At the same time, we’ve seen that the most successful developed countries have played by the rules. Two (perhaps three) of those countries are in the region: Singapore, Malaysia and Thailand. The first two avoided the yoke of foreign debt that have doomed everyone else; I’m not entirely certain whether the third is as healthy as we sometimes believe it to be.

So the way forward, instead of resisting and attempting to seek a “third way” alternative to free trade and markets, is to take what we’ve been given but use it to our advantage. I believe capitalism can coexist with environmental protection, human development and the elimination of poverty, as long as you don’t make the mistake of abdicating power to purely capitalist interests, as has clearly happened in the U.S. We may worry that the “bloc-ification” of the world into competing trade groups is more divisive than unifying. But do we wait until that world government magically comes into being? Or do we arguably begin the process at home, by seeing how we can work more closely with each other first before engaging all of “humanity”? Undeniably this means raising some barriers in the meantime to the world outside ASEAN. But I’d rather have that than ten disconnected countries that will be more easily picked off and played against each other.

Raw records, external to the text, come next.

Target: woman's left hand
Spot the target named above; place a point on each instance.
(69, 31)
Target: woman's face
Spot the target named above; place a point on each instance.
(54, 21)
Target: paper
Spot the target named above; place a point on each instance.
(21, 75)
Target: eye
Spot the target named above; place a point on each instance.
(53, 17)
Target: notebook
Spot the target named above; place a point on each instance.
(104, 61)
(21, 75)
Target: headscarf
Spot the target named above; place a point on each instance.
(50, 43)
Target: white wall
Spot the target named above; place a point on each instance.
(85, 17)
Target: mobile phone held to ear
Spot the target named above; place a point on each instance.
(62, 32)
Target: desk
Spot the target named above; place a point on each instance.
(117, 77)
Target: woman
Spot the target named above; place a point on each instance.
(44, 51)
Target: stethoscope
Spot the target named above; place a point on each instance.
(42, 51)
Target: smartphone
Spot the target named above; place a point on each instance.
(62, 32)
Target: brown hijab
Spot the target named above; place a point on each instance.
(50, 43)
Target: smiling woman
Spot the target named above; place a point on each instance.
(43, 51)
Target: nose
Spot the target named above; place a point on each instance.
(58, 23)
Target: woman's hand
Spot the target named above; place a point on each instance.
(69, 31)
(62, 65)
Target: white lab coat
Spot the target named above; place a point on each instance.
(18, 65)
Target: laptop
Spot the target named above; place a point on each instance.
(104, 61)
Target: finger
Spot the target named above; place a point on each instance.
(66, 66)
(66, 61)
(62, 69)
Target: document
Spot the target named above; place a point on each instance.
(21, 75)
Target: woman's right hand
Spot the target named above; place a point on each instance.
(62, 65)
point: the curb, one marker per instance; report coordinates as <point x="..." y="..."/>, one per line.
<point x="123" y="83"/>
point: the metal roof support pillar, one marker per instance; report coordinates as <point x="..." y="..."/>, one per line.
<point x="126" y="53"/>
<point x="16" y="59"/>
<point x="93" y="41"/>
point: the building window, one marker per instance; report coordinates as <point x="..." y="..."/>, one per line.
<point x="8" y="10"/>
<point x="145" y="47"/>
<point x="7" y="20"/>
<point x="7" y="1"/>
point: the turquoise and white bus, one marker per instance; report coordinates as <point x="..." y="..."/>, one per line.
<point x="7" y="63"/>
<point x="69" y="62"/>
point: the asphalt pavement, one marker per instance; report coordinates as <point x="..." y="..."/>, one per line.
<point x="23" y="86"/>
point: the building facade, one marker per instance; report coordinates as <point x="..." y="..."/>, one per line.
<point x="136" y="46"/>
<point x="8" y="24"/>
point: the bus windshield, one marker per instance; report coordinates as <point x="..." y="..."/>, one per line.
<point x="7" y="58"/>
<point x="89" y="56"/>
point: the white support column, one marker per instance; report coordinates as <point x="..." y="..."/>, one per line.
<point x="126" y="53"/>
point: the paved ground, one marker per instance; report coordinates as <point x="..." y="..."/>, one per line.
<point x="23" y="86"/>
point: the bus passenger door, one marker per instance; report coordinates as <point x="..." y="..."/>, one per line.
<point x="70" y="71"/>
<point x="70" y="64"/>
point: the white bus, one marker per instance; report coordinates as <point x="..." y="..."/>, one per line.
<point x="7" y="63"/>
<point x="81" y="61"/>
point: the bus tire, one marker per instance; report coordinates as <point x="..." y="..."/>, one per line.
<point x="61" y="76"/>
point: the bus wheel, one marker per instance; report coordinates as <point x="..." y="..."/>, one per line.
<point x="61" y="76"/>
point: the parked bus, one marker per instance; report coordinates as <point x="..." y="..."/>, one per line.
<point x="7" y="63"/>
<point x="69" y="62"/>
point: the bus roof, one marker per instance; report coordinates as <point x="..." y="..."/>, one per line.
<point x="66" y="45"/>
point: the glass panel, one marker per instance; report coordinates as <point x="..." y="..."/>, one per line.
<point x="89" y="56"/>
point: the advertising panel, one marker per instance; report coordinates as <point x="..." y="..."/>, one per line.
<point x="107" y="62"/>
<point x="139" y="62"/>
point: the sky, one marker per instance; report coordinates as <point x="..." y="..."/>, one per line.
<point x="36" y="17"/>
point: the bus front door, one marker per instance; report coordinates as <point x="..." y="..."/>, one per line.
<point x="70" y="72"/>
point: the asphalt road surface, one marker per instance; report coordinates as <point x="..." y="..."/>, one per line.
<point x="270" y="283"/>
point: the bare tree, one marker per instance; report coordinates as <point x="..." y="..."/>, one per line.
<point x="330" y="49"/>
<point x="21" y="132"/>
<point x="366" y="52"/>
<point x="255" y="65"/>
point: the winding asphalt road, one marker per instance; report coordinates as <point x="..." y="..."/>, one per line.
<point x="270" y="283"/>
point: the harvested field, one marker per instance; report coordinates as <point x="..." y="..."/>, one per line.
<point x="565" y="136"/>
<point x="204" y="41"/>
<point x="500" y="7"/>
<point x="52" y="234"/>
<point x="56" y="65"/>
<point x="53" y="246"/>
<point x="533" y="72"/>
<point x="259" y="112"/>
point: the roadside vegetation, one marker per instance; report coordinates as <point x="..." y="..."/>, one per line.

As for democratic legitimacy, I sometimes I wonder whether any of this would have happened had the measures I just mentioned been put to a popular vote. The whole “for the people…” meme needs to be dissected and analyzed, for far too often when we as individuals get a vote we a) don’t use it, b) don’t think before using it, or c) sell it. Are directly elected governments always the wisest or even the most legitimate ones? When you think about how easily electorates are manipulated or bought, you start to doubt whether a government “by the people” really ends up being “for the people.”

The second perspective is a more subversive vision. At its best, a supranational entity — like the E.U. or the federal U.S. government — can combat parochial local interests in a way that works for the people. The more developed countries of Western Europe would probably never have opened their doors to labor from Southern Europe had the E.U. not enforced freedom of movement. Those poorer countries are far more advanced now then they would have been without the E.U. (The E.U. also conducted a massive income transfer project from the more developed states to the less developed ones in the form of the Cohesion Fund and other development initiatives). The U.S. federal government, even more dramatically, enforced civil rights against the states. Without the U.S. Army, perhaps the Little Rock Central High School would still be all-white. For a while (although the pendelum swings now and again) federal, not state, courts were the place where minorities felt someone would listen.

So there are possibilities for progress under a supranational entity. But just like any human endeavor, it takes a dedicated group of people to make it happen.